Pour quoi pourrions-nous être libérés : pour être heureux ? pour rendre gloire à Dieu ? pour être responsables de nos actes ? Rien de tout cela. Nous sommes libérés pour la liberté, nous sommes libérés sans autre but que la liberté. C’est pour la liberté que le Christ nous a libérés.

La liberté gagnée pour nous par le Christ est une fin en soi, elle est un bien, et quel bien, pour que le Christ s’engage dans l’aventure humaine jusqu’à la mort, et la mort de la croix.

Cela dit, qu’est-ce que la liberté ? Si elle ne sert à rien, puisqu’elle est une fin en soi et non un moyen en vue d’une autre fin, comment en jouir ?

La liberté n’est pas un état, du moins dans notre texte. Nous ne sommes pas libres, nous sommes libérés, passés d’un esclavage à la liberté. De quoi avons-nous été libérés ? de tout ce qui est susceptible de nous entraver, de nous enchaîner, de nous enfermer. Qu’est-ce qui peut bien nous asservir au point que nous ne trouvions de liberté que par l’action libérante du Christ ? De quoi sommes-nous esclaves pour ne pas pouvoir nous libérer nous-mêmes et recevoir du Christ la libération ?
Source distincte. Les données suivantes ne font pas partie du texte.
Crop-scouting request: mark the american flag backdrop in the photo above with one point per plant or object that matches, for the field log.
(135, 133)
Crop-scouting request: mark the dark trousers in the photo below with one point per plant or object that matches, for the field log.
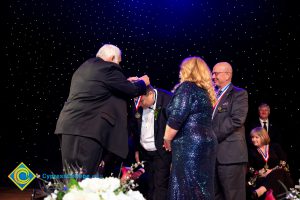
(230, 182)
(81, 152)
(157, 175)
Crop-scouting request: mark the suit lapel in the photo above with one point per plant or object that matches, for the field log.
(223, 100)
(139, 120)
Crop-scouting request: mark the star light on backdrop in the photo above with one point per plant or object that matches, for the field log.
(48, 40)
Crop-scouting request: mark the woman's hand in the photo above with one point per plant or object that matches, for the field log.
(167, 145)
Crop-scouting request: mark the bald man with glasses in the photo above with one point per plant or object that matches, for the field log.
(228, 120)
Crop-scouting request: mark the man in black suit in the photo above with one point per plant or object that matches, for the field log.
(229, 116)
(264, 121)
(95, 115)
(151, 123)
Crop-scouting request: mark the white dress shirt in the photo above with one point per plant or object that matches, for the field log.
(262, 123)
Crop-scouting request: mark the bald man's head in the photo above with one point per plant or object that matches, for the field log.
(222, 74)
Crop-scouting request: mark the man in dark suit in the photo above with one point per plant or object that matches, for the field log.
(151, 123)
(229, 116)
(95, 115)
(264, 121)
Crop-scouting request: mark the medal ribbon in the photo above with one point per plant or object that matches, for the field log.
(265, 154)
(137, 103)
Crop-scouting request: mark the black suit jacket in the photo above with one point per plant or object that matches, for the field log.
(163, 99)
(96, 106)
(228, 125)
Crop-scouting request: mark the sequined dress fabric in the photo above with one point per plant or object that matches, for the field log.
(194, 146)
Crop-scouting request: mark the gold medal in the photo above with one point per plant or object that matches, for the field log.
(266, 166)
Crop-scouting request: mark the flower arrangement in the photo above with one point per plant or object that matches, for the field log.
(96, 188)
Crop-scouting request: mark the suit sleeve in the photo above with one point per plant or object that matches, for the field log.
(117, 82)
(237, 117)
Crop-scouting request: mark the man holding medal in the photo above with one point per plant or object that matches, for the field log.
(228, 120)
(151, 123)
(94, 117)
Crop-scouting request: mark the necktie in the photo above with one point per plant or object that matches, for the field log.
(219, 93)
(265, 126)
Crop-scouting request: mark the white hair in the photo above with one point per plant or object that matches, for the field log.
(108, 50)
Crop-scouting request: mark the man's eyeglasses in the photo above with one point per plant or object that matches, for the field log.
(217, 73)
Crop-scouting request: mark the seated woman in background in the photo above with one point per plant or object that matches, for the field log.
(267, 162)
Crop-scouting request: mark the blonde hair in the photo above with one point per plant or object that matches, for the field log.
(108, 50)
(262, 133)
(195, 69)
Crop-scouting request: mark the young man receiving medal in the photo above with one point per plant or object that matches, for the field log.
(151, 120)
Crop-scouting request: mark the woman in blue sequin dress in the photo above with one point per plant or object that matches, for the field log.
(189, 133)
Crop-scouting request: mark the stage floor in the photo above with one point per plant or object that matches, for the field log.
(15, 194)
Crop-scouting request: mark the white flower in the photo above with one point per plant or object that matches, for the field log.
(135, 195)
(80, 195)
(100, 185)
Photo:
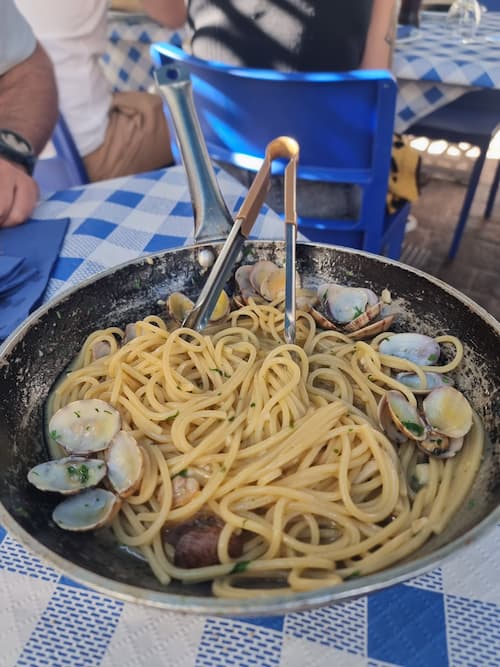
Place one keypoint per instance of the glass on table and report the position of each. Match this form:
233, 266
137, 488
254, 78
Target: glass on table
409, 13
463, 18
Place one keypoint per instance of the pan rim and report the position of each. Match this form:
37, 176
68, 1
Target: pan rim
273, 604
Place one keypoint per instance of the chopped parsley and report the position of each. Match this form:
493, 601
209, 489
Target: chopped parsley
416, 429
358, 311
80, 472
240, 567
415, 483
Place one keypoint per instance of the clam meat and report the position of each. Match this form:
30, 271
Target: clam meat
68, 475
85, 426
87, 510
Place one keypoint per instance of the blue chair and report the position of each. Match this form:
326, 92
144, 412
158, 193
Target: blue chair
342, 121
66, 168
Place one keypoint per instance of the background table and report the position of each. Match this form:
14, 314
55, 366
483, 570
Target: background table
435, 68
127, 63
450, 616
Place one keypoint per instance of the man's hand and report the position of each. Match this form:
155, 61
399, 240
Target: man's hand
18, 194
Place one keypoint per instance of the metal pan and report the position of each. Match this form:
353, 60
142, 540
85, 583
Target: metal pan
37, 353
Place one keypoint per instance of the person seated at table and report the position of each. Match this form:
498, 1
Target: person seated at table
116, 134
28, 113
301, 35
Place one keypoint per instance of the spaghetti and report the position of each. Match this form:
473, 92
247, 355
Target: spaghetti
279, 443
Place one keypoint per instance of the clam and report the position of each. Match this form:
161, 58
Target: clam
221, 308
404, 415
305, 299
440, 446
260, 272
387, 424
273, 285
448, 412
88, 510
85, 427
374, 328
100, 349
418, 348
179, 306
68, 475
351, 309
433, 380
125, 461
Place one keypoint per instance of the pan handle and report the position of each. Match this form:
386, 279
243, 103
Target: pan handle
212, 219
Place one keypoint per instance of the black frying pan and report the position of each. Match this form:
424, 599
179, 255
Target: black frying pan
34, 356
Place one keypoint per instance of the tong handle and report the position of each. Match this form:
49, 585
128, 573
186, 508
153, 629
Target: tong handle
281, 147
212, 219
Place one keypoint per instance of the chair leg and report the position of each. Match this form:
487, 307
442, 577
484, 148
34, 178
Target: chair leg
469, 196
493, 192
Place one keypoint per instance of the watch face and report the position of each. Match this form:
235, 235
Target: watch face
15, 142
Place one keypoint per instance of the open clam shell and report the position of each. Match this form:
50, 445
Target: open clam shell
448, 412
68, 475
433, 380
260, 272
179, 306
418, 348
404, 416
88, 510
125, 461
85, 427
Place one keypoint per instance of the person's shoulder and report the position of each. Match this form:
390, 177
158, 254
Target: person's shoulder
17, 41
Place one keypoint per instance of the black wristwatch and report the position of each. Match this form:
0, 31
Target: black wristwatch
15, 148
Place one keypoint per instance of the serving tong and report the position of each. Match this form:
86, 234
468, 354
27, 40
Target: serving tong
281, 147
174, 85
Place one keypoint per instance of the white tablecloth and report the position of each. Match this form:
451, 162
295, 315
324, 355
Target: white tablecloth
435, 68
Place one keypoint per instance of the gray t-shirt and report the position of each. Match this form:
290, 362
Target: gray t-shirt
17, 41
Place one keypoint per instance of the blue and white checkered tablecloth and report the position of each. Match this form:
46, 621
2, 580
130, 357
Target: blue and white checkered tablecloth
450, 616
432, 70
435, 68
126, 62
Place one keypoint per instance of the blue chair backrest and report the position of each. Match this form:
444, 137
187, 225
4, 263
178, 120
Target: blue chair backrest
342, 121
66, 168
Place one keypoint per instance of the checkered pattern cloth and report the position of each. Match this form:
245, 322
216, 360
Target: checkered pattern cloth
450, 616
435, 68
432, 70
127, 63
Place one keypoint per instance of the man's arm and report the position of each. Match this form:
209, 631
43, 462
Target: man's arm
381, 36
28, 105
170, 13
28, 99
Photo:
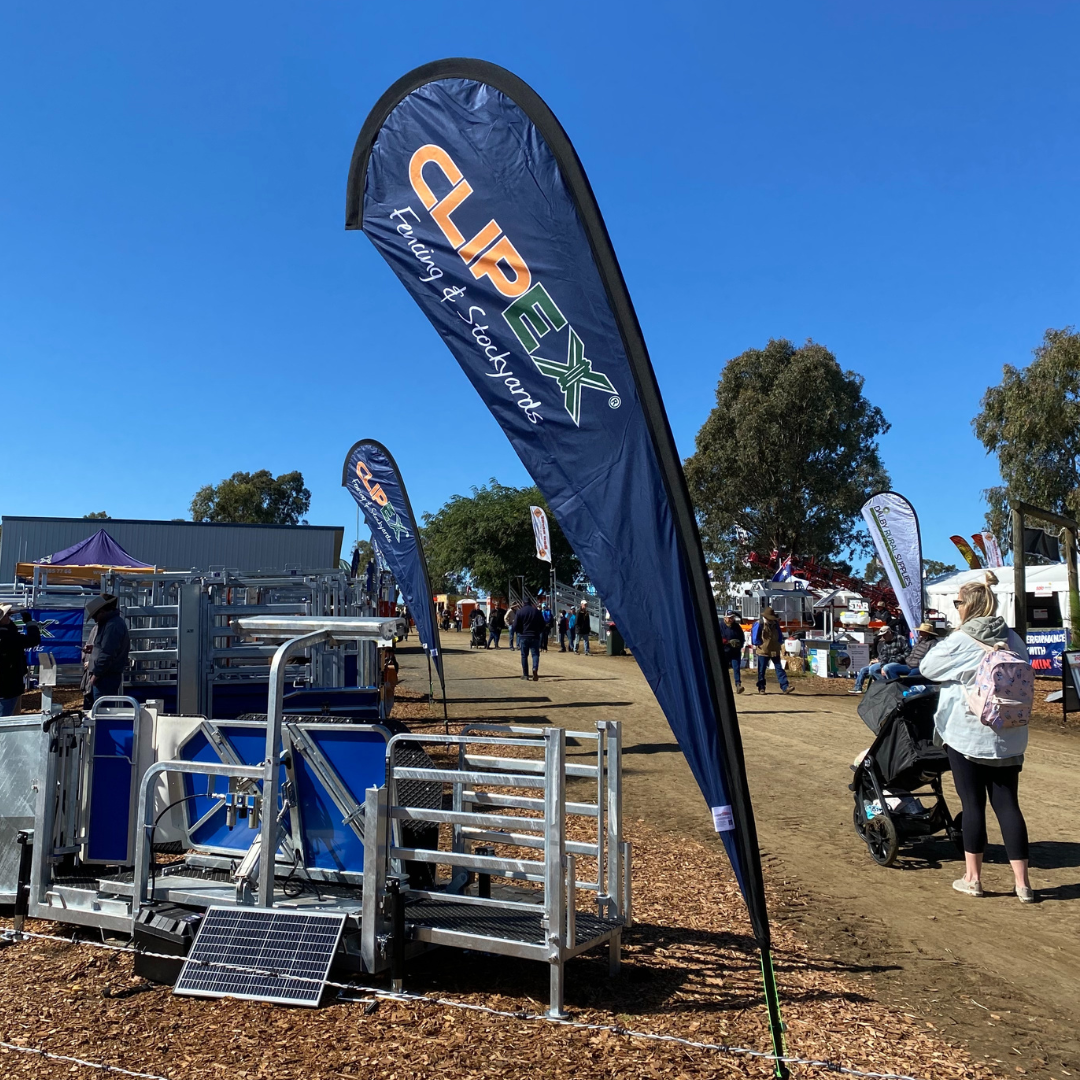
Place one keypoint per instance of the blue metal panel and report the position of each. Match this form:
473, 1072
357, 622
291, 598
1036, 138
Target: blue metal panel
359, 703
359, 757
111, 775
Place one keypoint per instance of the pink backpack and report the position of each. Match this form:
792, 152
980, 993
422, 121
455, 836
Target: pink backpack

Une seule réponse possible, aussi radicale que la libération qui met un terme à son règne : la mort. Nous sommes libérés de la mort. Comme les Hébreux, coincés entre la mer et les Egyptiens. La traversée de la mer, de la mort, les rend à la liberté. Leur liberté est une libération, non un état, une action du Dieu sauveur. Comme eux, nous ne sommes pas libres mais libérés ; c’est dire que vivre libéré, c’est vivre avec Dieu, dont le dernier ennemi est précisément la mort.

Mais enfin, ceux qui sont sans Dieu ne seraient pas libres ? Et nous qui prétendons être avec Dieu, sommes nous libres ? Cela ne saute pas aux yeux. Nous n’en avons pas fini avec la mort, c’est plutôt elle qui nous finira. Nous n’en avons pas fini avec nos esclavages, ceux de l’enfance qui nous reteint prisonniers, de la psychologie source de nombres de nos péchés au point que nous nous considérons plus malades, blessés que coupables, sans parler de l’oppression politique ou économique.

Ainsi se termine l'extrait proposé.